Nasional | republika | Published at Minggu, 05 Desember 2021 - 03:35
Jarang Mandi dan Sikat Gigi Bisa Jadi Tanda Depresi

REPUBLIKA.CO.ID, JAKARTA -- Orang yang jarang mandi dan sikat gigi kerap dicap sebagai pribadi yang jorok, pemalas, dan menjijikan. Padahal, perilaku jarang mandi dan sikat gigi ini bisa jadi sebuah alarm bahwa orang tersebut mengalami depresi.

Banyak penderita depresi yang mengalami kesulitan untuk melakukan aktivitas menjaga kebersihan dasar. Misalnya, mandi, mencuci tangan, menyikat gigi, mencuci baju, atau menyisir rambut. Mereka mungkin baru akan melakukan hal-hal tersebut ketika diingatkan oleh anggota keluarga.

"Mereka melaporkan tidak memiliki cukup energi untuk melakukan tugas merawat diri sederhana seperti menyikat gigi atau keramas," jelas psikolog klinis Melissa A Jones PhD HSPP, seperti dilansir Healthline, Ahad (5/12).

Ada beberapa hal yang dapat membuat penderita depresi menjadi jarang mandi, sikat gigi, atau melakukan perawatan kebersihan diri lain. Salah satu di antaranya adalah depresi menyebabkan kehilangan minat dan kelelahan. Dengan kata lain, depresi membuat penderitanya hanya memiliki sedikit motivasi dan energi yang untuk menjaga kebersihan diri.

Penyebab lainnya, depresi juga memunculkan gejala-gejala fisik seperti nyeri fisik.
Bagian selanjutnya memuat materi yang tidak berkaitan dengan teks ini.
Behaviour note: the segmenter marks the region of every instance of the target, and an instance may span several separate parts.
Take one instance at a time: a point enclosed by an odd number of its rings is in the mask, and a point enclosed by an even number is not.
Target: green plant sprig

Gejala ini juga dapat membuat penderita depresi menjadi enggan untuk mandi ata menjaga kebersihan diri.

"Membuat mereka merasa tidak mampu secara fisik untuk merawat kebutuhan kebersihan pribadi mereka," jelas Jones.

Selain jarang mandi, sikat gigi, atau merawat kebersihan diri, penderita depresi juga bisa menunjukkan beberapa gejala lain. Beberapa gejala depresi yang juga perlu diwaspadai adalah kehilangan minat, peningkatan rasa lelah, gangguan tidur, kecemasan, hingga merasa ingin mengakhiri hidup.

Bila merasa diri sendiri atau orang terdekat memiliki gejala depresi, segera cari pertolongan tenaga profesional seperti psikolog atau psikiater. Para ahli dapat membantu mengelola depresi melalui serangkaian terapi, seperti perubahan gaya hidup hingga penggunaan obat.